[Biopython-dev] New Bio.SeqIO code

Mon Oct 30 03:42:44 UTC 2006

Peter wrote:
> There are at least two important questions: What to use as the 
> dictionary key (e.g. record.id) and how to deal with duplicate keys 
> (e.g. use first/last record with that id, or simply abort).
> 

> Rewriting File2SequenceDict() to use a simple dict would give something 
> like this, where record2key is an optional user supplied function.
> 
> def File2SequenceDict(..., record2key=None) :
>     iterator = File2SequenceIterator(...)
>     if record2key is None : record2key = lambda record : record.id
>     answer = dict()
>     for record in iterator :
>         key = record2key(record)
>         assert key not in answer, "Duplicate key"
>         answer[key] = record
>     return answer
> 
> The record2key function is perhaps not needed - I was trying to make the 
> function flexible.  The duplicate key behaviour could also be an option.
> 
I am using File2SequenceIterator in one of my scripts (thanks by the way 
for that, my script is a lot faster now. I didn't do a rigorous timing, 
but it's about a zillion times faster), and convert the iterator to a 
dictionary using plain Python. If I were to use File2SequenceDict 
instead, I would need the record2key argument, because in my application 
I want only part of record.id as the key.

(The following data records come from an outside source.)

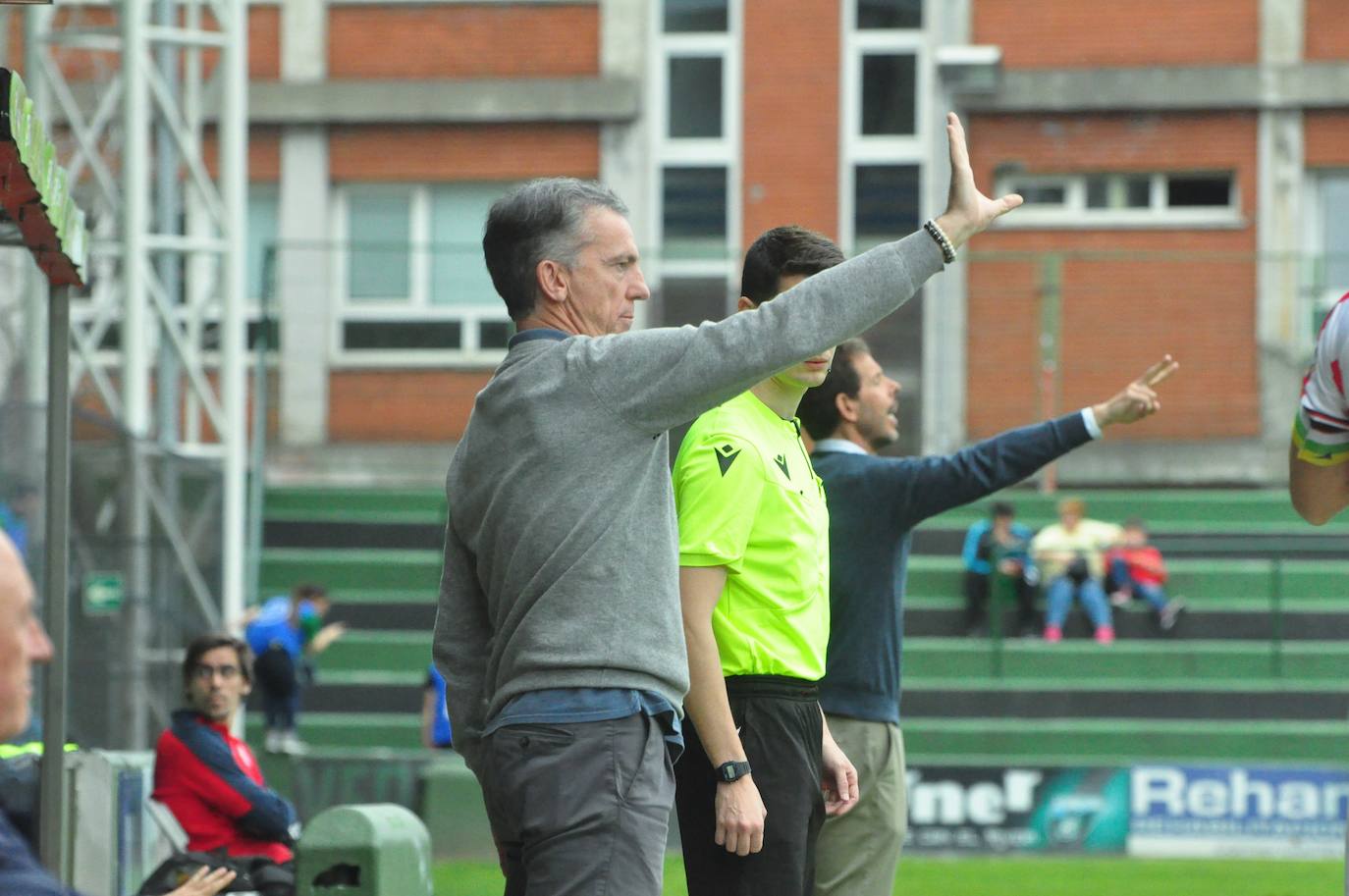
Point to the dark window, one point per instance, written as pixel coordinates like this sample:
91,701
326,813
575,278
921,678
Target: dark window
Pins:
886,201
494,334
693,220
888,88
270,327
367,335
1042,193
695,15
1198,190
692,299
111,339
695,96
890,14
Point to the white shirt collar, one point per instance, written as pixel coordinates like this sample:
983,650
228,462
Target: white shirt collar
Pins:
842,446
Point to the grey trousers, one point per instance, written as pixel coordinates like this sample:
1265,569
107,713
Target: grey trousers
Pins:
859,853
580,809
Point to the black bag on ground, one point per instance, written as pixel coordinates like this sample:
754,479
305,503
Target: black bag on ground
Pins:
253,873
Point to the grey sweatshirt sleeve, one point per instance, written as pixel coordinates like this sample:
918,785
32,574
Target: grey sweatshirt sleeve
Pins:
661,378
460,647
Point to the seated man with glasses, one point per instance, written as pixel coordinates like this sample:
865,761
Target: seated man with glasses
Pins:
209,779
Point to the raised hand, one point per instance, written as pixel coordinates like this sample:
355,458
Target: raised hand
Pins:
1139,398
967,211
205,882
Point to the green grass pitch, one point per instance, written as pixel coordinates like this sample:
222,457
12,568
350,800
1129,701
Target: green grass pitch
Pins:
1028,876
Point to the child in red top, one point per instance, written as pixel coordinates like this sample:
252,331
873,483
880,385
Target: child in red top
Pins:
1137,571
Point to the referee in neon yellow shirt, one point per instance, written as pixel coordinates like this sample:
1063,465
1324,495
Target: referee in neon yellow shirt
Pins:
760,769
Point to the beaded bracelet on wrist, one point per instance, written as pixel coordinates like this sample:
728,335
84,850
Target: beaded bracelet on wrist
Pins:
939,237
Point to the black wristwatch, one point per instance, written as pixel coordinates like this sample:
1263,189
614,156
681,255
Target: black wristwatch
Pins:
728,772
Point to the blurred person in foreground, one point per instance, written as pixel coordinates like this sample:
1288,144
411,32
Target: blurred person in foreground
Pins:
559,629
1319,452
18,513
1319,455
24,644
284,634
211,780
998,543
875,503
760,769
1136,569
1071,557
436,729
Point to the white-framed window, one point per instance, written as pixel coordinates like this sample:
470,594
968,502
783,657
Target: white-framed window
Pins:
696,146
413,288
260,239
1326,237
1124,198
886,105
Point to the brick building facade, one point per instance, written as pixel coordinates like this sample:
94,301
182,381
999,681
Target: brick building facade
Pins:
1179,164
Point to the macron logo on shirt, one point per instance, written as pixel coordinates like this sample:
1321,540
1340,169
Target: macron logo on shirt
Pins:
726,455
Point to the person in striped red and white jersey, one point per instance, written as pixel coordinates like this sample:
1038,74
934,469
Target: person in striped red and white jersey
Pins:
1319,455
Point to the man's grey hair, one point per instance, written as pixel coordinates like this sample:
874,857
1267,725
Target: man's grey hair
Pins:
541,220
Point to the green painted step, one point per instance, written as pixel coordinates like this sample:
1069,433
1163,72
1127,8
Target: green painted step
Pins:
1089,661
1121,741
389,596
355,504
1196,579
934,741
356,569
1258,606
1169,509
361,651
409,652
349,730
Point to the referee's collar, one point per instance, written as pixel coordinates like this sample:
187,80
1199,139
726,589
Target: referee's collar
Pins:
530,335
840,446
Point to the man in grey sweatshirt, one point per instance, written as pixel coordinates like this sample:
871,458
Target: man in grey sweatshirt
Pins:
559,630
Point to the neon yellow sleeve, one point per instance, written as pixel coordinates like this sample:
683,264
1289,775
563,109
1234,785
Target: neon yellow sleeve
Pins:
718,483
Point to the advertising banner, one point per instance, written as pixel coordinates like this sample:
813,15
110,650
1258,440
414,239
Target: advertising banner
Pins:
1001,810
1207,812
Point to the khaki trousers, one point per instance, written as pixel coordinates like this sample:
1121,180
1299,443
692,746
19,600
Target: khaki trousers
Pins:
859,853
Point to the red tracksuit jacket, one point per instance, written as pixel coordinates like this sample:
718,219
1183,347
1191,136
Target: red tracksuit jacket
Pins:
212,784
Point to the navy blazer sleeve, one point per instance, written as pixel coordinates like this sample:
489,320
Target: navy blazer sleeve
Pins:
923,488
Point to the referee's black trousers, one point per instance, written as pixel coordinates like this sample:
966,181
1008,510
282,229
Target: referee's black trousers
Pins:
782,729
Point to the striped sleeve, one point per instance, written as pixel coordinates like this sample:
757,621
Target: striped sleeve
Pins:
1321,429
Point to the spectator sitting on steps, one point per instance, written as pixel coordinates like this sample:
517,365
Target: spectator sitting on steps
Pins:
998,543
284,633
211,780
1136,569
1071,558
25,644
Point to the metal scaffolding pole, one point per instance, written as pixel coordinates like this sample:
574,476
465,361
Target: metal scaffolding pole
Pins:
54,578
234,185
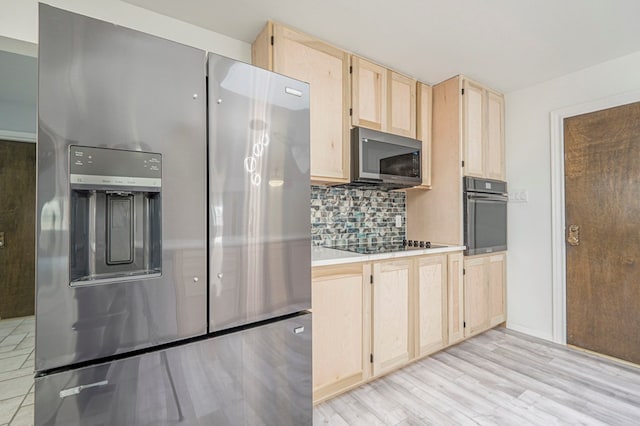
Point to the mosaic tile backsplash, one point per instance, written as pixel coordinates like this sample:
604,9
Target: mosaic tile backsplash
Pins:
342,216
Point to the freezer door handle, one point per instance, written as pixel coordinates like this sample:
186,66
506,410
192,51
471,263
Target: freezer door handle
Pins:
75,391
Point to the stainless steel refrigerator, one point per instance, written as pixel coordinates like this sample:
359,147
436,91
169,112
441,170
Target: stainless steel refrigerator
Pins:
173,241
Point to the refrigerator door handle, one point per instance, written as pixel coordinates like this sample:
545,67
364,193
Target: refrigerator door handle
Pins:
76,390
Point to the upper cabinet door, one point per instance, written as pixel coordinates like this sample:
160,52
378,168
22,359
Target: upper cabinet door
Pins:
368,94
326,68
401,106
473,129
495,136
423,129
382,99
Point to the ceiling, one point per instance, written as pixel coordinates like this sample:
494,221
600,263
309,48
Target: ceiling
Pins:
506,44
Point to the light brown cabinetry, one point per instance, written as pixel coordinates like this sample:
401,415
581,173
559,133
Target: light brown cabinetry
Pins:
455,298
467,139
382,99
368,94
370,319
494,164
326,68
391,346
431,304
423,130
484,292
402,105
341,342
483,134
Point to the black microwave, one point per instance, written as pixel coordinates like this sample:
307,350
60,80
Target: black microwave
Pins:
379,158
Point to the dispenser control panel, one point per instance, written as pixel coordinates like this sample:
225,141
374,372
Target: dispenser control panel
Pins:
114,167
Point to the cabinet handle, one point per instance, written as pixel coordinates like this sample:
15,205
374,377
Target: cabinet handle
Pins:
574,235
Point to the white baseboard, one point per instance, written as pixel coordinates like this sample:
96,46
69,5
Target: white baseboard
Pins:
530,332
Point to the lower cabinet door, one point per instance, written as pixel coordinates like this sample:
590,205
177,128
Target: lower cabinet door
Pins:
431,297
390,334
497,283
456,297
261,375
484,292
340,334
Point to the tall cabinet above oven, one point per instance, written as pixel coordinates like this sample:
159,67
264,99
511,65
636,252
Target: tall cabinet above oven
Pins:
468,153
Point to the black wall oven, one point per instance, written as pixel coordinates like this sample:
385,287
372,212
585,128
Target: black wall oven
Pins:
485,215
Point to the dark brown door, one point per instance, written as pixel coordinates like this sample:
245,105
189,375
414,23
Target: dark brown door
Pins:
602,189
17,223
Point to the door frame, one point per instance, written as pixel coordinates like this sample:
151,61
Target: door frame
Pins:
558,252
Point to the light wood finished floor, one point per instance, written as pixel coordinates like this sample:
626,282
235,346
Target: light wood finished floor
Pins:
500,377
17,341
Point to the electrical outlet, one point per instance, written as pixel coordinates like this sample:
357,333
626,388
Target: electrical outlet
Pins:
519,196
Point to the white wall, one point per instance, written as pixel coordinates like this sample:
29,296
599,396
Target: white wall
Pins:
529,288
19,20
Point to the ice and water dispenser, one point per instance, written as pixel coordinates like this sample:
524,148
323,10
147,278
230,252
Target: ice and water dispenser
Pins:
116,213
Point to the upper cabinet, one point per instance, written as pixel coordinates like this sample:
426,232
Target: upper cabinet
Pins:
368,94
423,130
382,99
482,131
326,68
401,105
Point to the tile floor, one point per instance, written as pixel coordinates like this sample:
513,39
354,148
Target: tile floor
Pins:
17,342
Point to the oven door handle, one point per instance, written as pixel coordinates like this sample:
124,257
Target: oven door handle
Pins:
487,197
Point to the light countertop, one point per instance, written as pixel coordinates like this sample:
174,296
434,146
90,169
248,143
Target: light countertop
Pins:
324,256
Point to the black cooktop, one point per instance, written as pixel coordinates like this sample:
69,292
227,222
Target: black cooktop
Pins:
373,248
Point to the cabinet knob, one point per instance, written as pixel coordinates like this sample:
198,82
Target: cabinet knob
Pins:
573,239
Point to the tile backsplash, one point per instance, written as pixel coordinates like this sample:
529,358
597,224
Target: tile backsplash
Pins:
356,216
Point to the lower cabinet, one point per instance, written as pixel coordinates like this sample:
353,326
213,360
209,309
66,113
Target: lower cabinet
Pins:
484,292
391,347
341,315
431,304
372,318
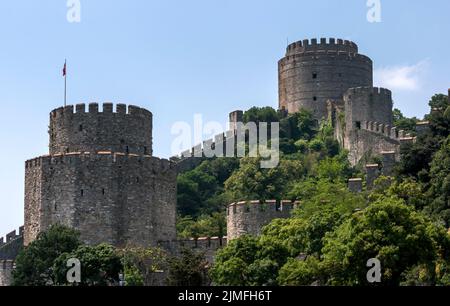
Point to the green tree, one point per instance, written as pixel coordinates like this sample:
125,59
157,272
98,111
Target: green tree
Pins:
388,230
439,190
143,266
188,269
251,182
34,264
261,114
246,261
100,265
403,123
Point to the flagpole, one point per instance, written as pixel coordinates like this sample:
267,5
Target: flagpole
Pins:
65,83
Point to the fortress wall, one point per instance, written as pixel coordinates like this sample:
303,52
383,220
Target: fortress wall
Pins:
208,245
312,73
250,217
368,104
363,142
127,129
115,198
6,268
11,245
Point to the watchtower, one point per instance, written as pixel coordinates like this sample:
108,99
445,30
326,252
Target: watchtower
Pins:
314,72
101,178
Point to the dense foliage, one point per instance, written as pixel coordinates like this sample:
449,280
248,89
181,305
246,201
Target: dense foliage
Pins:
402,222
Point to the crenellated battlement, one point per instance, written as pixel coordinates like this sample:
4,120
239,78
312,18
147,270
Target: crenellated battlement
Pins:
6,268
366,90
76,158
11,236
121,128
324,44
387,131
263,206
249,217
94,109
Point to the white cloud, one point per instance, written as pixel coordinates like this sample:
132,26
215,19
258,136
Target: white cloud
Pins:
406,78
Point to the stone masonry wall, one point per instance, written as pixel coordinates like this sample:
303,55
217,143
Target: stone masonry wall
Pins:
208,245
6,268
93,131
11,245
250,217
314,72
115,198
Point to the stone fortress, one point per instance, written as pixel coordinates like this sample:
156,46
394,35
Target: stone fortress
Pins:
101,178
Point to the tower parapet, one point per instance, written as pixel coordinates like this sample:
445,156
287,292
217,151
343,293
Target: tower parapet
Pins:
368,104
100,178
322,45
249,217
125,129
313,72
6,268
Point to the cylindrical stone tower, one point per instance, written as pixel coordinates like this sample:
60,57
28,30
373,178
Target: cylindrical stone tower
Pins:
93,131
101,179
314,72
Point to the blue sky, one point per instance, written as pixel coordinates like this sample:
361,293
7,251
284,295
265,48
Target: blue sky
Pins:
179,58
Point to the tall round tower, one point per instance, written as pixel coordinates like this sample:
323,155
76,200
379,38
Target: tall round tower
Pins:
101,178
314,72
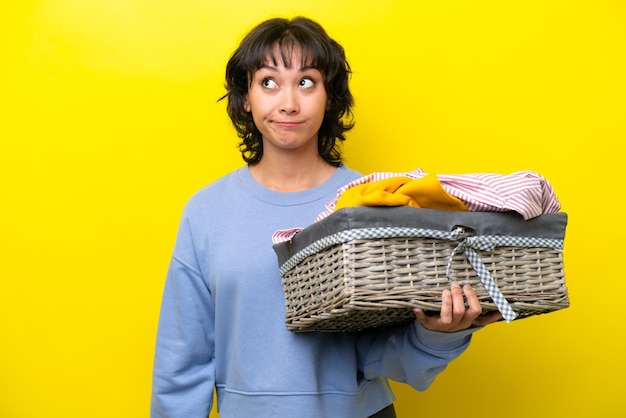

In the File2SequenceDict above, answer[key] contains the complete 
record. Some people will want that. However, in my application I only 
want to store the record.seq part in answer[key]. Somebody else may want 
str(record.seq). So we'd also need a record2value argument.

For duplicate keys, there are at least four possibilities (raise an 
exception, store only one of the keys, store neither of the keys and 
don't raise an exception, store both after modifying one of the keys). 
So this should also be an option.

You'll end up with a File2SequenceDict function that is more complicated 
than the plain Python solution.

--Michiel.